Columbia University in the City of New York

Feb 5, 20213:30 pm
Seminar

Zuckerman Institute Postdoctoral Seminar: February

Featuring Ramon Nogueira (Fusi lab) and Sami Hassan (Siegelbaum lab)

February 5th, 3:30 pm – 4:30 pm at Online

Speaker 1: Ramon Nogueira (Fusi Lab)

Title: Nonlinear mixed selectivity in mouse barrel cortex: a compromise between complex discrimination and generalization

Abstract: Adaptive behavior requires the integration over time of multiple sensory inputs. In this study, mice were trained to actively integrate information from different whiskers to report the curvature of an object. The analysis of high-speed videos revealed that the task could be solved by integrating linearly the whisker contacts on the object. However, neural representations in the barrel cortex are high dimensional as the inputs from multiple whiskers are non-linearly mixed. The observed high dimensional representation could allow the animal to perform a broad class of significantly more complex tasks, with minimal disruption of the ability to generalize to novel situations in simpler tasks. Our work suggests that the barrel cortex operates in a regime that represents an efficient compromise between generalization and discrimination.

 

Speaker 2: Sami Hassan (Siegelbaum Lab)

Title: Odor representations in hippocampal area CA2

Abstract: Recent work in our lab identified a crucial role of the CA2 subregion of the hippocampus in social memory in rodents.
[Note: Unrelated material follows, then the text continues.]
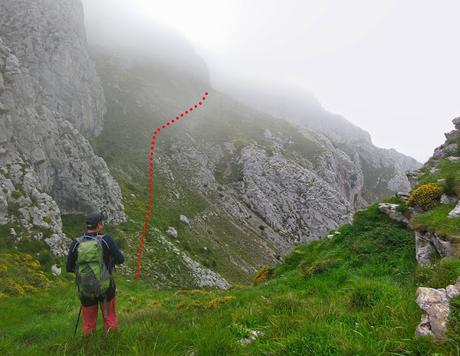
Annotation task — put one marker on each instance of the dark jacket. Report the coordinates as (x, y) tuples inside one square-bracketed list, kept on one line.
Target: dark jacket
[(112, 256)]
Silencing CA2 resulted in the loss of the encoding, consolidation and recall of social memory and also suppressed social aggression. An important next step is the characterization of the underlying dynamics and processing of sensory cues that take place during social recognition in CA2. Olfactory stimuli are one candidate salient cue that may enable mice to recognize conspecifics. We are using an olfactory discrimination task involving both social and non-social odors in awake, head-fixed mice while performing 2-photon imaging of CA2 neuron activity. Our preliminary results indicate that mice are able to discriminate social odors from individual conspecifics and that these odors trigger robust CA2 activation. Experiments in progress explore whether CA2 activity can distinguish social from non-social odor cues.